My father keeps talking, something about new investments, but I don’t hear a fucking word. All I hear is Peyton’s shallow breaths, feel the tremor in her back under my hand. She doesn’t like the attention, doesn’t like being on display, and yet she’s standing here in this goddam dress like temptation incarnate. My temptation. A siren sent to drag me to the depths.
Peyton shifts her weight, a subtle lean away from me, but it’s enough to ignite my temper. I drop my mouth close to her ear. Letting my breath skim her skin.
“Careful, darlin’,” I murmur low enough for only her to hear. “You pull away from me again and I’ll make sure every bastard in this room knows who you belong to.”
Her sharp inhale tells me she hears the warning for what it is—a promise wrapped in a threat.
“You made it very clear I don’t belong to you.” She tilts her chin, trying to hold her ground, those eyes sparking with defiance when she looks up at me. That look should piss me off. Instead, it makes my cock twist against the restraints of my slacks.
“Colter.” My father’s voice cuts back through the haze. His gaze drops to my hand on Peyton’s bare back, then lifts with a silent challenge. He wants me to let go. To behave.
Not happening.
I drag my thumb in a slow, possessive stroke across her spine before finally lifting my hand and reaching for another whiskey from a passing tray. Peyton exhales like she’s been holding her breath for hours, but she doesn’t step away. Smart girl.
Sutton, bless her nosy heart, clears her throat. “Well, if you ask me, Peyton looks positively stunning tonight. That color suits her beautifully.”
“It does,” I say, never taking my eyes off her. “Too well.”
Her cheeks flush, pink dusting over her skin, and I know I’ve embarrassed her. Good. She should feel every ounce of heat I do.
Sutton’s grin is all too knowing. My father, on the other hand, shakes his head like I’m a lost cause, muttering something about handling myself better in public.
Fuck public. This isn’t for show. This is survival.
I lean down again, this time brushing my lips against the shell of Peyton’s ear, my voice a razor meant only for her.
“We’re going to talk. Soon. Don’t bother running from me again, Peyton.

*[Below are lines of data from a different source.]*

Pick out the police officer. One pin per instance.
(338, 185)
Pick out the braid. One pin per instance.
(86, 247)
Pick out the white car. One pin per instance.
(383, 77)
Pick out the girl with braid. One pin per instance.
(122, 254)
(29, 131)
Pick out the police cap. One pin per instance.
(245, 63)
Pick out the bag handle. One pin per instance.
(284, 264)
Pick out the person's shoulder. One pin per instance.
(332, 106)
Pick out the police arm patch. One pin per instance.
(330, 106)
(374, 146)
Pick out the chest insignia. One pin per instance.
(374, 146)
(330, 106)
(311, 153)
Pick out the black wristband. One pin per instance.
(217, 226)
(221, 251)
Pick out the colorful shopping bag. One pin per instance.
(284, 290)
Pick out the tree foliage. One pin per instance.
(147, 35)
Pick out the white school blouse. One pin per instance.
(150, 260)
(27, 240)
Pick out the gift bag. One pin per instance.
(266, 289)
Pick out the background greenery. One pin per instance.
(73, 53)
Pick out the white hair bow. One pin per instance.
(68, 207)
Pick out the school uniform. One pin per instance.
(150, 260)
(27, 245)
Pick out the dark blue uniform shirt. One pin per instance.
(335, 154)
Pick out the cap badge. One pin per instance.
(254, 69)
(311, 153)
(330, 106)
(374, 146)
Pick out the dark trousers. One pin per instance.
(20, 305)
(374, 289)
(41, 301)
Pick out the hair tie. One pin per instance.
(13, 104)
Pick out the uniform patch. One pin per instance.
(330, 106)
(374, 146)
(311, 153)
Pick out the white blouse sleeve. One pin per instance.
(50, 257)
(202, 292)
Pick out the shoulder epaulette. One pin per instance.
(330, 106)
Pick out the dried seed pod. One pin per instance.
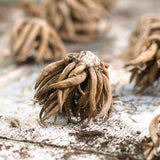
(34, 39)
(78, 89)
(32, 8)
(145, 67)
(76, 20)
(153, 148)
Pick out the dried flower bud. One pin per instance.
(32, 8)
(78, 84)
(76, 20)
(145, 67)
(34, 39)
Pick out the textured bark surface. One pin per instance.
(119, 137)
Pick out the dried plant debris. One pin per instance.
(108, 4)
(145, 67)
(147, 25)
(34, 39)
(31, 8)
(78, 84)
(153, 148)
(77, 20)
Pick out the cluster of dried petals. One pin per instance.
(153, 148)
(35, 40)
(145, 27)
(146, 66)
(32, 8)
(76, 20)
(78, 84)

I’ll find you.”
Her shiver betrays her before she can mask it, and that small crack in her armor feeds the monster inside of me.
I force myself to smile, though it feels like my jaw might crack with the effort. My father’s warning gaze lingers, but I don’t look away. If I give him an inch, he’ll take a mile, parade Peytonaround like a prize to be auctioned off to the highest bidder. And the thought alone nearly shreds my restraint.
Peyton shifts beside me subtly, a restless movement that makes my hand flex against her back. She doesn’t want me here. Doesn’t want my touch staking a claim she refuses to acknowledge. But I don’t remove it. I can’t. The crowd presses closer, champagne glasses clinking, laughter echoing too loud in this over-decorated mausoleum of a ballroom, and all I can think about is how many of these men are watching her. How many of them are imagining her bent over a silk-sheeted bed, dressed hitched to her waist, her mouth gasping their names?
My stomach knots so violently have to swallow against it. NO one here will ever know what she sounds like when she breathes my name. No one here will ever taste the sweetness on her lips.
“Colter,” my father says again, sharper this time, dragging me back to the conversation I didn’t realize I’d abandoned. “Oliver was telling us about his new project downtown. He could use our support.”
Of course he could. He’s always needing, always taking. A leech in cufflinks.
“Sounds like a gamble,” I say smoothly, though my grip on Peyton doesn’t loosen. I feel her stiffen at my tone, at the razor edge in it. She glances up at me, wide-eyed, as if silently warning me not to make a scene. That look alone is enough to douse the gasoline sloshing inside my chest—barely.
My thumb strokes once over the curve of her spine, grounding me. Reminding me she’s here. Breathing. Untouched—for now.
Oliver clears his throat. “It’s an opportunity, not a gamble. Of course, Peyton, you should come by sometime. I’d be happy to give you the personal tour.”
The words slice through me like barbed wire. I see red again, that vision of gutting him crawling up my throat. My father’s eyes sharpen, waiting to see what I’ll do.
I hold back. Barely.
With a slow smile I tilt my head, keeping my voice low, casual, almost amused. “You’ve got enough on your plate, Maine. Best not to bite off more than you can chew.”
The implication lands. His throat works as he swallows, and the grin slides off his face. Good.
Peyton exhales beside me, so softly I almost miss it. But I feel it. The flutter of her chest against my arm. The shift of her body leaning slightly away, as if she can sense the leash straining, the beast pacing behind it.